Отправив в рот очередной кусочек лососины, Григорий отогнал назойливое искушение рассказать другу о Дрю. Не стоит портить вечер. К тому же они с Золтаном никогда не разговаривали на подобные темы.

— Я вот что подумал сегодня, — жуя, сказал гость. — Чтение старых дневников вернуло из небытия многие мысли, которые сформировались у меня много лет назад. Вернее, я не совсем правильно выразился. Сейчас я смотрю на собственные мысли как будто издали, словно поверх моста времени, так сказать. Повторения, перерастающие в хоровое пение. Страница за страницей мысли странного молодого человека. И этот странный молодой человек — я сам.

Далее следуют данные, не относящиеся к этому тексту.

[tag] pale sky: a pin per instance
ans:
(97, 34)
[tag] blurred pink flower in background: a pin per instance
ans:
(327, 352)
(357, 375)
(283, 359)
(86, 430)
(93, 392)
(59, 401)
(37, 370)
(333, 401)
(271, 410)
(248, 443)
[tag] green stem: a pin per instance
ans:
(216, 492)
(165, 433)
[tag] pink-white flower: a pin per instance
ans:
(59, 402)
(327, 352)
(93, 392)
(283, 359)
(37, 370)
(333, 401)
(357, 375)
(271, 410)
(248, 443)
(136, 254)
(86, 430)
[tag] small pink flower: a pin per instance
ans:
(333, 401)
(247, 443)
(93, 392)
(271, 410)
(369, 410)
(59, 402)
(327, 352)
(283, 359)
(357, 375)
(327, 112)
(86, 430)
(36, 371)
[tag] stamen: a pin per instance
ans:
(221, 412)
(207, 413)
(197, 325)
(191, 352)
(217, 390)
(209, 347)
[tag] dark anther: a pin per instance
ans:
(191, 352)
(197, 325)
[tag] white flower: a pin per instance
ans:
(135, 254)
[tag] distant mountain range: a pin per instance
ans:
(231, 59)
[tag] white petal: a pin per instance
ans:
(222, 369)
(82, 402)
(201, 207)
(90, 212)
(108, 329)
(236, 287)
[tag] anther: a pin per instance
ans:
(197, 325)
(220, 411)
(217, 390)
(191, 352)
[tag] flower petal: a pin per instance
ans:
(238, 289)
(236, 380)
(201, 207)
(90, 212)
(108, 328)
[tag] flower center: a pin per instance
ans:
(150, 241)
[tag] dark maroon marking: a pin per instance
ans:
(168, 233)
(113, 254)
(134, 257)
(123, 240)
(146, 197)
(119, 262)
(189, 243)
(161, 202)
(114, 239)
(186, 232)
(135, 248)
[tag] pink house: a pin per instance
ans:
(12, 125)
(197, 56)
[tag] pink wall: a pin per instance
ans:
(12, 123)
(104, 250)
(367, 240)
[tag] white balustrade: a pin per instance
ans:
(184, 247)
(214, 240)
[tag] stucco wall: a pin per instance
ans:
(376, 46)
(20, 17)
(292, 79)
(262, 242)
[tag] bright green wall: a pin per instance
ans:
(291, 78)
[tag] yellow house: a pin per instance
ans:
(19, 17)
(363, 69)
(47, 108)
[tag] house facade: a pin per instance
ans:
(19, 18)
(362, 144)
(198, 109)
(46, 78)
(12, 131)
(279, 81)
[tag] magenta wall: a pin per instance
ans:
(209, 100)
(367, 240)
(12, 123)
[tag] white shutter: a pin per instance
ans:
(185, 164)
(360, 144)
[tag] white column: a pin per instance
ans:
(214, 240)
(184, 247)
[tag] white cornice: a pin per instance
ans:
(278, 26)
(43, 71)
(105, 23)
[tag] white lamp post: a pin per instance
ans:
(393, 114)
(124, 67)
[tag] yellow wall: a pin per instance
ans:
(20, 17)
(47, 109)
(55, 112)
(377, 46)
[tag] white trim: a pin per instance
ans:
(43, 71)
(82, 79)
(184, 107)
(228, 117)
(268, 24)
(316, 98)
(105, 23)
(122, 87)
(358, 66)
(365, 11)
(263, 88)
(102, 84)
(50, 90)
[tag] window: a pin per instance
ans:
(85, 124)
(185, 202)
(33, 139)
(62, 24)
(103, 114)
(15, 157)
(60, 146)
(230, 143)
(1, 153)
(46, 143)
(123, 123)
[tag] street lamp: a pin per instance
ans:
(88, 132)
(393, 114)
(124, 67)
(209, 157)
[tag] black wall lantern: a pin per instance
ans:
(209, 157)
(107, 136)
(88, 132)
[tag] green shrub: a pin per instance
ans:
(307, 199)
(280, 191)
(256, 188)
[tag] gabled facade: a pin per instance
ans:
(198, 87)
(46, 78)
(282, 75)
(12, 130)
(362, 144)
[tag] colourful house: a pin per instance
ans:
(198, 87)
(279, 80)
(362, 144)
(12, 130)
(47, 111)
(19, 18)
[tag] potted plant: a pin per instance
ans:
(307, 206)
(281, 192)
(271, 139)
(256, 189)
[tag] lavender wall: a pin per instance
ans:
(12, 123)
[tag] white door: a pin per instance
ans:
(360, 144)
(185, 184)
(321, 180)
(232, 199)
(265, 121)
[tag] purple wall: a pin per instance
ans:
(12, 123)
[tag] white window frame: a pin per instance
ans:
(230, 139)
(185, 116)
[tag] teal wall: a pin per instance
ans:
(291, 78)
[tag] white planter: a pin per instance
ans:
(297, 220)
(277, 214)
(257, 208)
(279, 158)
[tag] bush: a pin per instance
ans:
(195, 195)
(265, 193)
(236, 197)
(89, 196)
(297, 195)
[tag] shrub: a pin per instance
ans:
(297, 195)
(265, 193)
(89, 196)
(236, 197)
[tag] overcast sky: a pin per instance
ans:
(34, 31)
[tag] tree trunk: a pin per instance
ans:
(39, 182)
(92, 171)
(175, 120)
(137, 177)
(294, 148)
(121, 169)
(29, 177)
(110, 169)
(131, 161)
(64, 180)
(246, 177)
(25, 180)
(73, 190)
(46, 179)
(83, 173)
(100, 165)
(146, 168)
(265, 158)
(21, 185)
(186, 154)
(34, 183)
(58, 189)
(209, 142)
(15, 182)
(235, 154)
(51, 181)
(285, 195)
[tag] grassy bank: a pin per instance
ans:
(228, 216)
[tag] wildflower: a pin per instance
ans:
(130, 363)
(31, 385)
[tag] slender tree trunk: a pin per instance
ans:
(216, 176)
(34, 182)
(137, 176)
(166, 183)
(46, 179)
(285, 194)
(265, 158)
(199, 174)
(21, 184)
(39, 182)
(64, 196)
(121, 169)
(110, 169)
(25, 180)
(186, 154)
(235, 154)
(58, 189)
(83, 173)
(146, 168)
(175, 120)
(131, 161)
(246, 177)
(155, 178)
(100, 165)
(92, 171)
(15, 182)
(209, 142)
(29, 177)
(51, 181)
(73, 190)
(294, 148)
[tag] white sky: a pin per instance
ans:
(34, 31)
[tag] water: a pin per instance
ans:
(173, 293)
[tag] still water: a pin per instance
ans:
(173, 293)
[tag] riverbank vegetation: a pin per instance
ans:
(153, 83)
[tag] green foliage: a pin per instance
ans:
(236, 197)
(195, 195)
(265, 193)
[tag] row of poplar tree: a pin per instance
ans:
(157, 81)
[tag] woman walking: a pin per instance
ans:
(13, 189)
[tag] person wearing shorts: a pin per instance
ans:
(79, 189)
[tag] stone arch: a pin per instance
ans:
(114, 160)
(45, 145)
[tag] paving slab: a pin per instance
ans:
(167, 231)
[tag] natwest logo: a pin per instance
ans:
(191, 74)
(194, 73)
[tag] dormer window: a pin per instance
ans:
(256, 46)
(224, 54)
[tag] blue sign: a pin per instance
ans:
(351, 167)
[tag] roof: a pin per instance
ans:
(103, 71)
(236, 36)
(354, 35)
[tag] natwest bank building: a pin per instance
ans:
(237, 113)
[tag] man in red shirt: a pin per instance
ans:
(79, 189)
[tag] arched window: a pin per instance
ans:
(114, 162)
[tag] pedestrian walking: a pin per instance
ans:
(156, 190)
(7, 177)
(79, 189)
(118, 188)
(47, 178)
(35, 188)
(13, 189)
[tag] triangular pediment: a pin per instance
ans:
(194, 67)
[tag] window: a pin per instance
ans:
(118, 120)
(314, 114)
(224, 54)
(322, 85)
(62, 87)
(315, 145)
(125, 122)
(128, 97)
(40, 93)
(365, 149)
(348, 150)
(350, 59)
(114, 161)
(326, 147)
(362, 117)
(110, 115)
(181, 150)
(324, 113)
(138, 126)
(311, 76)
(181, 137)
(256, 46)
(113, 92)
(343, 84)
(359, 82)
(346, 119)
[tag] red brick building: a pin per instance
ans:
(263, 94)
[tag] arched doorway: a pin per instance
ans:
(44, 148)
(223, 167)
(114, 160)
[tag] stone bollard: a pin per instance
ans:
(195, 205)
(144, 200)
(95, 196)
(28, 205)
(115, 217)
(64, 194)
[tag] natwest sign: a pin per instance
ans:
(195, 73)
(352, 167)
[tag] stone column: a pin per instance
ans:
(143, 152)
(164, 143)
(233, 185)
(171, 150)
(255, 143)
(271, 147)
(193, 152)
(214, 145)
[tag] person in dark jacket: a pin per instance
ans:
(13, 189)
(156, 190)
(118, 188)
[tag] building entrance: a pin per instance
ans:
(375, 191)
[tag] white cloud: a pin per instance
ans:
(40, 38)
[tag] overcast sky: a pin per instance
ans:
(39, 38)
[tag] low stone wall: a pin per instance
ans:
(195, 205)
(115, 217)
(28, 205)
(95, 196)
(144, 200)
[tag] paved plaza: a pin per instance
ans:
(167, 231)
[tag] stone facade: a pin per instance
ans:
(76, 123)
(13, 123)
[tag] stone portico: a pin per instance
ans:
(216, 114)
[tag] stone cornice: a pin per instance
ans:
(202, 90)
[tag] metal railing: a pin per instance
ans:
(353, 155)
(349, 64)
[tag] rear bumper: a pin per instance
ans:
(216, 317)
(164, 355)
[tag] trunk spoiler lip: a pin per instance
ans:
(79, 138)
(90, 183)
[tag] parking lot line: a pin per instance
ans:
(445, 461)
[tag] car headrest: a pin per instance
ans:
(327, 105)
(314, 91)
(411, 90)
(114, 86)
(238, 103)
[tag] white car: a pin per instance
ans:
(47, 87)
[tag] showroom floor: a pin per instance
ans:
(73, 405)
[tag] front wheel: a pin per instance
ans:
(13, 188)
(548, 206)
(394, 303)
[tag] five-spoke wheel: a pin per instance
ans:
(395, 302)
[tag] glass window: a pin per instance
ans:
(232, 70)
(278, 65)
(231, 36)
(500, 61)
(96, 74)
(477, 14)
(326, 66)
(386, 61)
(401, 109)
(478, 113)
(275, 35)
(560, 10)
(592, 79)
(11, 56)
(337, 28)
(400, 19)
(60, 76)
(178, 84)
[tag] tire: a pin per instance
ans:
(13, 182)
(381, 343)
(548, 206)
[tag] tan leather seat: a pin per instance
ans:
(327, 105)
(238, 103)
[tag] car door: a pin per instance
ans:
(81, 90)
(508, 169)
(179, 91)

Я писал о том, что видел, о людях, с которыми общался, и вот к какому выводу я в конце концов пришел: в жизни есть два важных, значимых явления — литература и любовь.

Григорий усмехнулся.

— Полностью с тобой согласен.

Встретив Дрю, Григорий почувствовал себя совершенно другим человеком. До этого он думал, что самое большое, на что можно рассчитывать, — это настоящая дружба, такая, как между ним и Золтаном. Еще он может надеяться на Чехова, Элиота [58], Музиля

[59]… Однажды, за несколько дней до смерти Кристины, черная тоска охватила Григория. Теперь он один, один навсегда… В руки ему попала «Смерть Ивана Ильича» Толстого, и он решил перечитать повесть. Грустное чтение, совсем неутешительное, но Григорию казалось, что он начинает лучше понимать, через что прошла Кристина. После этого тоска одиночества уже не была насколько сильной.

— Я помню, что, прежде чем покинуть Венгрию, — сказал Золтан, — ясно осознал, что литература может стать как средством моего спасения, так и причиной моей гибели. В Америке все, конечно же, по-другому. Сколь не абсурдно это звучит, но за свободу слова люди платят тем, что становятся безразличными ко всему.

Григория подмывало поделиться с ним радостной новостью: ему почти удалось найти квалифицированного переводчика, американку венгерского происхождения, для перевода стихотворений Золтана на английский язык. Григорий познакомился с ней на научной конференции. Женщина преподавала в Сиракьюсском университете и была поклонницей творчества Золтана. Но Григорий сдержал рвущиеся с языка слова. Издатель пока не найден, и его поиски могут занять довольно много времени.

— С поэзией нельзя быть осторожным, как и с любовью, — жуя брокколи, развивал свою мысль Золтан. — Такова сущность любого искусства. Или все, или ничего. Любовь особенно опасна. Мы боремся за любовь, идем на риск. Ты лучше меня знаешь об этом. Ты родом из Советской России, а там целый народ учили приносить любовь в жертву интересам Родины.

«Любовь заставляет людей думать о благе себя и своих любимых», — подумал Григорий.

— Любовь делает нас сильнее, — кивнув, сказал он, — и заставляет совершать безумства.

Мысленно он видел, как Дрю приближается, обнимает его… Он прижимает ее к груди, а за дверью — кафедра иностранных языков…

— Точно-точно! — ликующе воскликнул Золтан. — Вот почему любовь превыше всего. За исключением литературы, конечно.

— Иногда, — вслух думал Григорий, — мне кажется, что из университета я не ухожу только потому, что здесь не приходится постоянно доказывать значимость литературы и искусства. — Он вздохнул. — Золтан! Что я буду делать без тебя в следующем году?

— То же, что и сейчас: украдкой курить в своем кабинете и стараться улизнуть с собраний педагогического состава.

Григорий рассмеялся.

— Правда в том, что в последнее время я чувствую себя чужаком в университете.